The current fall in the ruble is increasing pressure on Russia’s central bank, forcing it to raise its key rate – perhaps the most since the start of the war in Ukraine, Bloomberg reports.
Since Nov. 21, when the US imposed sanctions on about 50 Russian banks, the currency weakened by nearly 8% against the dollar and the yuan, potentially adding to the inflation that Russia’s central bank is trying to curb by raising of interest rates at record highs.
The central bank said it was ready to raise borrowing costs, currently 21%, to the level needed to bring inflation back to its 4% target next year. According to media estimates, this may mean that the next step is to increase the rate to 25%.
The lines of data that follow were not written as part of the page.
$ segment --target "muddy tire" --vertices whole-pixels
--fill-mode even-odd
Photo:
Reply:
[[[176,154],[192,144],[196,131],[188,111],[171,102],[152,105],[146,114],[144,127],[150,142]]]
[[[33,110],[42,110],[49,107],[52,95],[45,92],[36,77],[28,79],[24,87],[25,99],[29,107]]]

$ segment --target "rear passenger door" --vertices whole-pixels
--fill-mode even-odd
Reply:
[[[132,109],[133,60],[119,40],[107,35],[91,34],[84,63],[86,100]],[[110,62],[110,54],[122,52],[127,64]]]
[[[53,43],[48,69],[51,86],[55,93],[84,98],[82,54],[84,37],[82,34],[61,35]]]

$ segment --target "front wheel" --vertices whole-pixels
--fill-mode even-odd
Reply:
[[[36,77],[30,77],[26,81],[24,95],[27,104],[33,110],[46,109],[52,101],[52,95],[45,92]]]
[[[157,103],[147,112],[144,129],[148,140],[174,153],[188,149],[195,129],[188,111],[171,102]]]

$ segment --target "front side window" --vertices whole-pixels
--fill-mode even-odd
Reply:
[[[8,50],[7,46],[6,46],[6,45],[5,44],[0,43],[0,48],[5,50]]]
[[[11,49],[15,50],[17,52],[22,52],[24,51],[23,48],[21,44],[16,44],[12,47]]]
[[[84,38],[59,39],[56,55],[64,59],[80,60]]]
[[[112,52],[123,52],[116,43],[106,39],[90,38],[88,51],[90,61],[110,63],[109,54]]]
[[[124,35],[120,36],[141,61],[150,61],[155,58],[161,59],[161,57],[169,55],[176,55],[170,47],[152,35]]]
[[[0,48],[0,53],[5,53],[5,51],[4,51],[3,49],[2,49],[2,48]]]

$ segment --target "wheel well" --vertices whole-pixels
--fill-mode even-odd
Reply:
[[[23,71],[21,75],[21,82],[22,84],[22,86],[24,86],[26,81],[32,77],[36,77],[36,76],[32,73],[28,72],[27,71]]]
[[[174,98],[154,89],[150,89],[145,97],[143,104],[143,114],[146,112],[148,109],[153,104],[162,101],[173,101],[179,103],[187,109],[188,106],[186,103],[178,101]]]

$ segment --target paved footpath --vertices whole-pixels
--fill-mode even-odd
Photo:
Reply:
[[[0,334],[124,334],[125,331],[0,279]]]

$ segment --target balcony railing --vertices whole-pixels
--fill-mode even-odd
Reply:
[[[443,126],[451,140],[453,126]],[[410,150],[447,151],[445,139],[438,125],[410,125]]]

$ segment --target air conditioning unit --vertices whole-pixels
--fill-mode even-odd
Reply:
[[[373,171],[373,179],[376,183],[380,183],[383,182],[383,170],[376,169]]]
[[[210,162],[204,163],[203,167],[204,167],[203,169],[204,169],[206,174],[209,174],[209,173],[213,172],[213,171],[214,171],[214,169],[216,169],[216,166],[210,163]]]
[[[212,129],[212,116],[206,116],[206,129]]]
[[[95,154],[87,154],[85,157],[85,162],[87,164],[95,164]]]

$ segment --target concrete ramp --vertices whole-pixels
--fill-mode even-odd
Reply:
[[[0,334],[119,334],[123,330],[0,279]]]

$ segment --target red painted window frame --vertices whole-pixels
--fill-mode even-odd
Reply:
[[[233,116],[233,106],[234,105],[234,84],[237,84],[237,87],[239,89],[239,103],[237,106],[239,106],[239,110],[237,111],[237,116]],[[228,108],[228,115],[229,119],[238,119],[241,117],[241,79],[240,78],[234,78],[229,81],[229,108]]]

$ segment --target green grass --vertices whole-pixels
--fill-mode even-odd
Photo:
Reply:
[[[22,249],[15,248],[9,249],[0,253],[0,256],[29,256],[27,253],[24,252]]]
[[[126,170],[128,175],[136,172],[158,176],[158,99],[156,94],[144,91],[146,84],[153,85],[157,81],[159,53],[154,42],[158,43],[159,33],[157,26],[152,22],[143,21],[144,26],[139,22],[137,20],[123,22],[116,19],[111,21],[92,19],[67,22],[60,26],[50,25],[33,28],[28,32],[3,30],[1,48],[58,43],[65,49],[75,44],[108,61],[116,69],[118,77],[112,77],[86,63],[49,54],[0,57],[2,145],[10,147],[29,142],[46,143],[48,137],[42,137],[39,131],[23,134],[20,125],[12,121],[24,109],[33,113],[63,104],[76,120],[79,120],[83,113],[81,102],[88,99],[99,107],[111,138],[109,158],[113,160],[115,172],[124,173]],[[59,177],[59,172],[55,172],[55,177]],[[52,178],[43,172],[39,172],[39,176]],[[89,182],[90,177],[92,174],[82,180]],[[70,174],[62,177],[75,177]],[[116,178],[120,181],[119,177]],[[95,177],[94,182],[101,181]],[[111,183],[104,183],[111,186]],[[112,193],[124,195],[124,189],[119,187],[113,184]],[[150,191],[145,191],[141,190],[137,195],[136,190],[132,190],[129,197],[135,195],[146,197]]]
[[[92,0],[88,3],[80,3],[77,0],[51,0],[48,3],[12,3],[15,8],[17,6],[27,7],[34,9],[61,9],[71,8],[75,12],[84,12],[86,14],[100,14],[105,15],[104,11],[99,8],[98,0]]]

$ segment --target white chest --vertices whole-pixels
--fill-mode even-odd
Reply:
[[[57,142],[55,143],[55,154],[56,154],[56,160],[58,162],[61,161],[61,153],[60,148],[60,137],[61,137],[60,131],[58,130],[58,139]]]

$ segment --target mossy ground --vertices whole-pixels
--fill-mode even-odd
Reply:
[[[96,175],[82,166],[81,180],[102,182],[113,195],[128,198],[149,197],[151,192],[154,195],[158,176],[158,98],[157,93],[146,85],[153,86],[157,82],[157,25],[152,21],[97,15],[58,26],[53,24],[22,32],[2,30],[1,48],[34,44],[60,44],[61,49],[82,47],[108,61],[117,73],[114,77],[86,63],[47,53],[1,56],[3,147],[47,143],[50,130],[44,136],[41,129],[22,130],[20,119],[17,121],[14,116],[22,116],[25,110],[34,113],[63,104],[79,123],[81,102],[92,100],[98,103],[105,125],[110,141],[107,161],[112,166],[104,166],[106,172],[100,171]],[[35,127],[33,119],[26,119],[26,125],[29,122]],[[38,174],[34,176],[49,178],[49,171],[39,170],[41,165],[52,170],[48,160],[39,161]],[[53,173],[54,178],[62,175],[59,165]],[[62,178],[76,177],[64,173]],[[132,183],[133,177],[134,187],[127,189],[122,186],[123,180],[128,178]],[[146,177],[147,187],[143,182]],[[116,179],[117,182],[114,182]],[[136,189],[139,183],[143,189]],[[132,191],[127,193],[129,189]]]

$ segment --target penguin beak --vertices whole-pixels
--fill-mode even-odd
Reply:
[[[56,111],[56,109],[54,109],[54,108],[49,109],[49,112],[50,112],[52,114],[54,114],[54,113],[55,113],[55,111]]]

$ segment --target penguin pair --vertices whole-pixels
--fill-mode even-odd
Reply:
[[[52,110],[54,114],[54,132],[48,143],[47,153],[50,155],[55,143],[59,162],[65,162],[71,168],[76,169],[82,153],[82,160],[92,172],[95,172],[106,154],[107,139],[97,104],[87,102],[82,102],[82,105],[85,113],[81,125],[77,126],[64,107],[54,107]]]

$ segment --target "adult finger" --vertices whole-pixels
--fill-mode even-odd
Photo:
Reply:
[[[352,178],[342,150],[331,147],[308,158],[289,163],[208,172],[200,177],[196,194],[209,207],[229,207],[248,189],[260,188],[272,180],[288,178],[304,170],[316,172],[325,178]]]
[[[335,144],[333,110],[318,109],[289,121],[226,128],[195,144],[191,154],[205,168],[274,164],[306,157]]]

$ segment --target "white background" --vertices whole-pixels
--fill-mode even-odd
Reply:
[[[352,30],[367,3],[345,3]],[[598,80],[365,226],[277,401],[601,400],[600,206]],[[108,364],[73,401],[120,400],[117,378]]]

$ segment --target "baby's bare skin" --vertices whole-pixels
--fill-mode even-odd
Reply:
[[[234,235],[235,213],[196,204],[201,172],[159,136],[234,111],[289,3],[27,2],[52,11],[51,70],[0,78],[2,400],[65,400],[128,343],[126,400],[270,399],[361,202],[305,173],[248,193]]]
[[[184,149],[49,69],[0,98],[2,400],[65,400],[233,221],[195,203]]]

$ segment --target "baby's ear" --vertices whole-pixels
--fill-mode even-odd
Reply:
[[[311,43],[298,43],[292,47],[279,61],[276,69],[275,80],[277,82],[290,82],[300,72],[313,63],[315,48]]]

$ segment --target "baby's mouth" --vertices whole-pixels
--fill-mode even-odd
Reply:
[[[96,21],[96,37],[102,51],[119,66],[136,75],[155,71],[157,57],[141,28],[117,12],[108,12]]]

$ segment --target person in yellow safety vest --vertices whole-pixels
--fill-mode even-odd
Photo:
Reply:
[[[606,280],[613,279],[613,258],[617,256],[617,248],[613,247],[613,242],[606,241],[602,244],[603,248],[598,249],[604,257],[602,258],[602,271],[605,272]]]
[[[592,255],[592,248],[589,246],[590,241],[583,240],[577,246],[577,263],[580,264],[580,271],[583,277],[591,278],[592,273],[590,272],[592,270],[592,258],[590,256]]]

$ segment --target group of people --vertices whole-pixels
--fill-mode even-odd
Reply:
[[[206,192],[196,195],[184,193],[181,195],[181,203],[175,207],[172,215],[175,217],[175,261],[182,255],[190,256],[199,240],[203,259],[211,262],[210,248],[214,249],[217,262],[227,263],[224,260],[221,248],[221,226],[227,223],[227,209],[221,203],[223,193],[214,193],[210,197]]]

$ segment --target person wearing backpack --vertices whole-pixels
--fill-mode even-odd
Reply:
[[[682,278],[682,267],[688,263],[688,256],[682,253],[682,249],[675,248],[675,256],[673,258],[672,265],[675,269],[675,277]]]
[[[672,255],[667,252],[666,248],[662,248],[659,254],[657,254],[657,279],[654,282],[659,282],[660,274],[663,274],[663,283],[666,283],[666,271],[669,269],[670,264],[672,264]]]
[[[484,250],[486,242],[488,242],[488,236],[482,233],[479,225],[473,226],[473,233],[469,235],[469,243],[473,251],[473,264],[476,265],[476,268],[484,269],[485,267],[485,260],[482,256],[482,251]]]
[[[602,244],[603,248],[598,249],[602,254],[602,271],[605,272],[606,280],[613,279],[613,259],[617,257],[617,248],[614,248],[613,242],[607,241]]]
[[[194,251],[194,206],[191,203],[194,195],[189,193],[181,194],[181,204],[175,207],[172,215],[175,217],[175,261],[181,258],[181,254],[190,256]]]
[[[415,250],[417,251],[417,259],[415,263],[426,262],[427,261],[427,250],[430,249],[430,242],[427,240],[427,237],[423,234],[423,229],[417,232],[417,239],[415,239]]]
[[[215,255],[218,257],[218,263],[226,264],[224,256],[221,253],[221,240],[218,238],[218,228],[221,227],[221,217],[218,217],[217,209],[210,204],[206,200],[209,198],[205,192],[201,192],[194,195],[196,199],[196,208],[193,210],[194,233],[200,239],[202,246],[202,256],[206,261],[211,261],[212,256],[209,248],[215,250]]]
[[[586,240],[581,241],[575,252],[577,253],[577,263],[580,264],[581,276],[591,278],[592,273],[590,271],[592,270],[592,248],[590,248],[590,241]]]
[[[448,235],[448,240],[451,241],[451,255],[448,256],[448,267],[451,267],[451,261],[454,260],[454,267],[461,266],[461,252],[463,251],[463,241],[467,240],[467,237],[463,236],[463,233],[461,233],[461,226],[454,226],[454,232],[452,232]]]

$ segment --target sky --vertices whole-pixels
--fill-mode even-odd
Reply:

Demand for foreign currency in the domestic market has increased sharply amid fears that the new restrictions will significantly limit the flow of foreign currency.
Officials are trying to play down the impact of the weaker ruble, saying it is “a boon for exporters.” But with inflation more than double the central bank’s target, a currency collapse could force regulators to act against painful lending conditions.
Since the beginning of the year, the ruble has lost 19% against the US dollar, making it one of the worst performing currencies in emerging markets. The Bank of Russia has been using interbank transactions to calculate exchange rates since June, when the United States imposed sanctions on the Moscow Exchange, which immediately stopped trading in dollars and euros.
In addition, suppliers of vegetables and fruits from countries that the Kremlin calls “friendly” have canceled many export contracts with Russia due to the collapse of the Russian ruble.